Let $u = \Phi * f$, then $u \in C^2$ and $\color{red}{-}\Delta u = f.$

Then one adopts the notation $$-\Delta \Phi = \delta_0,$$ thanks to which we can formally compute $$-\Delta u = (-\Delta \Phi) * f = \int \delta(x - y)f(y) = f(x).$$
This should fix your sign problem.
A: Recently I also faced the problem.
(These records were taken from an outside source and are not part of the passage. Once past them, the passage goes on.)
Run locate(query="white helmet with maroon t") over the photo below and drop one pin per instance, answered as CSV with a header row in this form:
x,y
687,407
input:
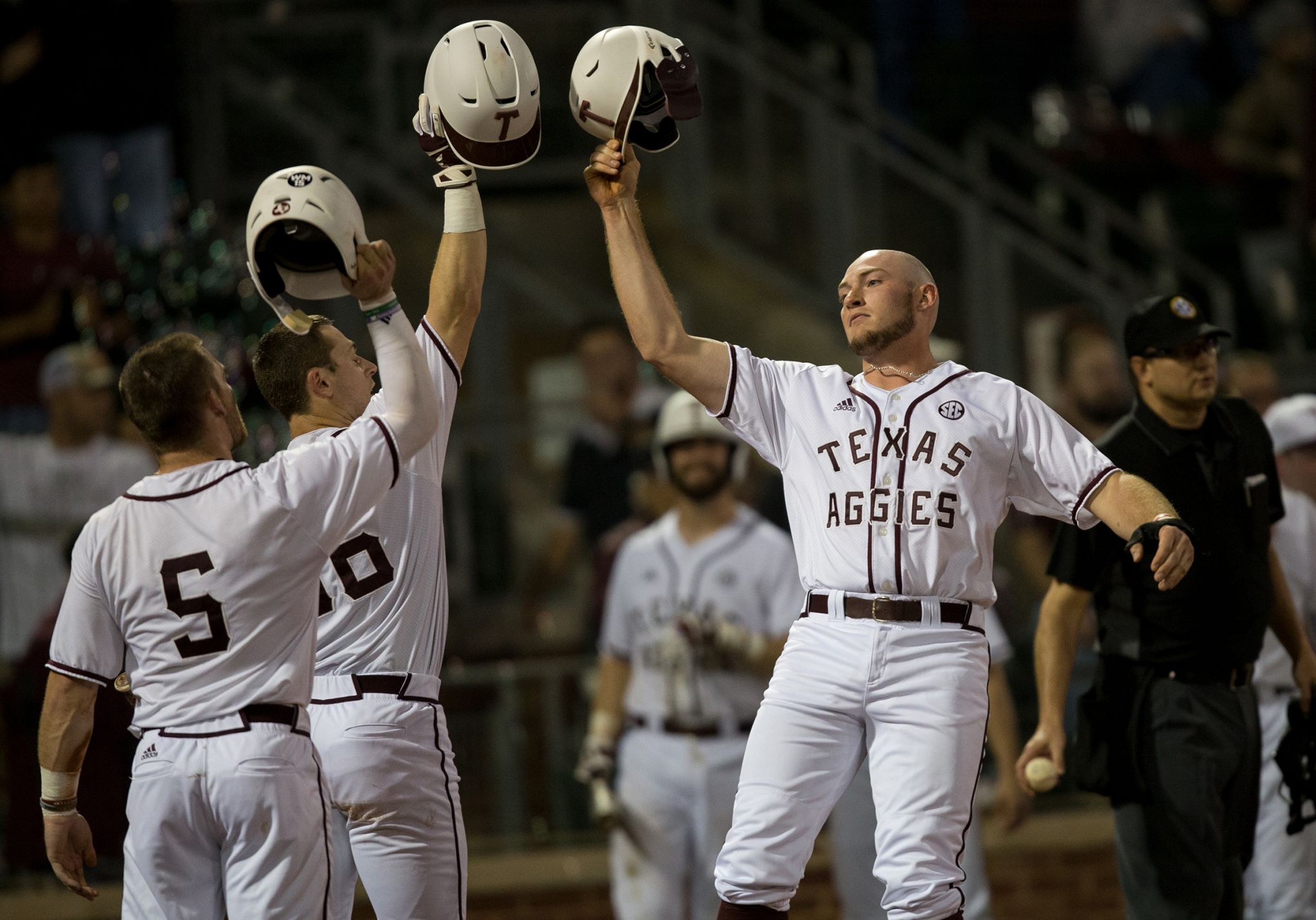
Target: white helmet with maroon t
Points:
x,y
684,419
303,231
634,83
483,82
Here is my way of thinking:
Begining with Eq. (\ref{eq-24}) in p. 33 of Evans' book:
\begin{align}
&\int_{V_\varepsilon} u(y)\Delta\Phi(y-x)-\Phi(y-x)\Delta u(y)\,dy\\
&\qquad=\int_{\partial V_\varepsilon} u(y)\frac{\partial\Phi}{\partial\nu}(y-x)-\Phi(y-x)\frac{\partial u}{\partial\nu}(y)\,dS(y)\tag{24}\label{eq-24}\\
&\qquad=\int_{\partial(U-B(x,\varepsilon))} u(y)\frac{\partial\Phi}{\partial\nu}(y-x)-\Phi(y-x)\frac{\partial u}{\partial\nu}(y)\,dS(y)\\
&\qquad=\int_{\partial U} u(y)\frac{\partial\Phi}{\partial\nu}(y-x)-\Phi(y-x)\frac{\partial u}{\partial\nu}(y)\,dS(y)\\
&\qquad\qquad+\int_{\partial B(x,\varepsilon)} u(y)\frac{\partial\Phi}{\partial\nu^\ast}(y-x)-\Phi(y-x)\frac{\partial u}{\partial\nu^\ast}(y)\,dS(y)
\end{align}
where $\nu^\ast$ denotes the inward pointing unit normal along $\partial B(x,\varepsilon)$, which has the same property as $\nu$ in p. 24 of the book. Therefore, as what p. 24 calculates thereafter, we may obtain the equation in the last of p. 33, implying Eq. (25).